Disappointing margin outlook
For 2024, Teleperformance recognizes that its forecasts are “cautious” due to the macroeconomy. The company expects comparable growth of between 2% and 4%. It is also targeting an improvement in its Ebita margin from 10 basis points to 20 basis points (0.10% to 0.20%) on a pro-forma basis, i.e. assuming that Majorel has been integrated over twelve months in 2023 (which drops its margin to 14.9%).
The group also warns that its growth should remain limited over the first three months of the year due to an unfavorable basis of comparison. “In the medium term, Teleperformance intends to maintain growth in its activities above that of the sector and continue to improve its margins,” explains the company.
Oddo BHF notes that the growth forecast for 2024 is relatively in line with expectations (organic growth of 3.4%) but is disappointing on the increase in the margin, since the consensus was counting on an Ebita rate of 15, 5% for 2024.
Ultimately “reading the Teleperformance publication gave us a cold shoulder and we believe that many investors will be in the same state of mind,” wrote Royal Bank of Canada in a note published Wednesday evening.
Riposte on generative AI and its “fantasies”
Alongside these results, the group tried to reassure about the impact of generative artificial intelligence on its activity.
Olivier Rigaudy adopted an offensive tone, castigating the market reaction following Klarna’s announcement last week.
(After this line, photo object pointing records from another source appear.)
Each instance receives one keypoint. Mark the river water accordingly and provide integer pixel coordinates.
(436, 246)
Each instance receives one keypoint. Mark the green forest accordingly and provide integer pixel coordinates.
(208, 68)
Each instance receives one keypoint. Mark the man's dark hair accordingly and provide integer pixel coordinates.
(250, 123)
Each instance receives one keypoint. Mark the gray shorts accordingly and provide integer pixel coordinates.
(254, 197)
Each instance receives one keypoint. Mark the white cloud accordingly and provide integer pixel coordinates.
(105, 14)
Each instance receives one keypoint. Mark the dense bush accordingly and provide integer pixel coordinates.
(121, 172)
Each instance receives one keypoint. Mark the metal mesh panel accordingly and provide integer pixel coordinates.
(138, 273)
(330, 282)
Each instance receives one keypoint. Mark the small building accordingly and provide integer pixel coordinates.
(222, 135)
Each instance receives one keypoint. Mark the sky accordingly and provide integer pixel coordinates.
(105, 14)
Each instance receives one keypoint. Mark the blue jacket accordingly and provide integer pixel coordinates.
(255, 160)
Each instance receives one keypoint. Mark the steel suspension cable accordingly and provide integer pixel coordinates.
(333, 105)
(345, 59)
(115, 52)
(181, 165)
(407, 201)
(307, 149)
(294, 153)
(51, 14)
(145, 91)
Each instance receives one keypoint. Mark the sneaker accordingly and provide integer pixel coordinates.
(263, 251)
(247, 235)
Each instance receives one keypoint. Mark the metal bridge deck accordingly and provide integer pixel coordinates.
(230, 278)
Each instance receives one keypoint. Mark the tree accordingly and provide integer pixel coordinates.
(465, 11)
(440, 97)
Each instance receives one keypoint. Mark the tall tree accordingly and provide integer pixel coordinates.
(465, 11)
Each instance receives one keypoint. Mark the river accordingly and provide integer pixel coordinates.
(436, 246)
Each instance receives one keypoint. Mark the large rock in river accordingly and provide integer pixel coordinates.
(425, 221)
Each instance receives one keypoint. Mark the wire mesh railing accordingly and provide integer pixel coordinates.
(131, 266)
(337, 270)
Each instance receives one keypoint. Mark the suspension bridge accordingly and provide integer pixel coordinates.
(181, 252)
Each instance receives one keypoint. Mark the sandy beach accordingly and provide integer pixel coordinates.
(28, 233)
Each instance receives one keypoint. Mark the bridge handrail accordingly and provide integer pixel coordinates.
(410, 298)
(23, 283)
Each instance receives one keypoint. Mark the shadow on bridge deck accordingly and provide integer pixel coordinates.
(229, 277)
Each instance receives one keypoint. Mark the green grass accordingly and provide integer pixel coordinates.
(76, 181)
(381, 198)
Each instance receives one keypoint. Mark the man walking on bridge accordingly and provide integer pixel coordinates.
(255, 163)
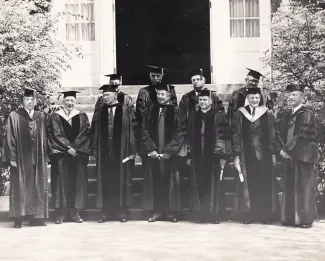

The manager assured that the AI tool presented by the fintech was not “generative AI” and that the fall in the group’s share price reflected a “misunderstanding of the market”.
While Klarna explained that it had replaced 700 workstations with its robot, Olivier Rigaudy indicated that Teleperformance had for its part deployed 25,000 robots of the same type for many years for “simple interactions”, which according to him replaces the work of 150,000 people.
“Generative artificial intelligence has generated a lot of talk and provokes fantasies,” he explained. The first of these “fantasies” would be that the machine could replace man, which will not happen according to him. “Artificial intelligence improves humans, it does not replace them,” he insisted, adding that AIs currently fail to integrate the issues of contextualization and localization.
Second “fantasy” according to him: thinking that the Teleperformance market is not changing. Olivier Rigaudy explained that the advent of generative AI would result in new or increased needs in terms of added value, citing for example the verification of “deepfake” or content moderation. “Who would have thought a few years ago that we would make 700 million euros in content moderation?” he argued. The manager assured that Teleperformance was “meeting the challenge” posed by generative AI, with 60 products linked to this technology.
Still, the market is asking Teleperformance to prove itself, and it will probably take time for the group to convince investors. For the moment, with the fall in its price, Teleperformance’s place within the CAC 40 is clearly threatened, in the same way as that of Alstom, while the scientific council of Euronext will make its decision on a possible revision of the composition of the index this Thursday evening. “I don’t have the impression, given the volumes traded and the valuation, that we are in the hot seat,” Olivier Rigaudy nevertheless declared on BFM Business this Thursday.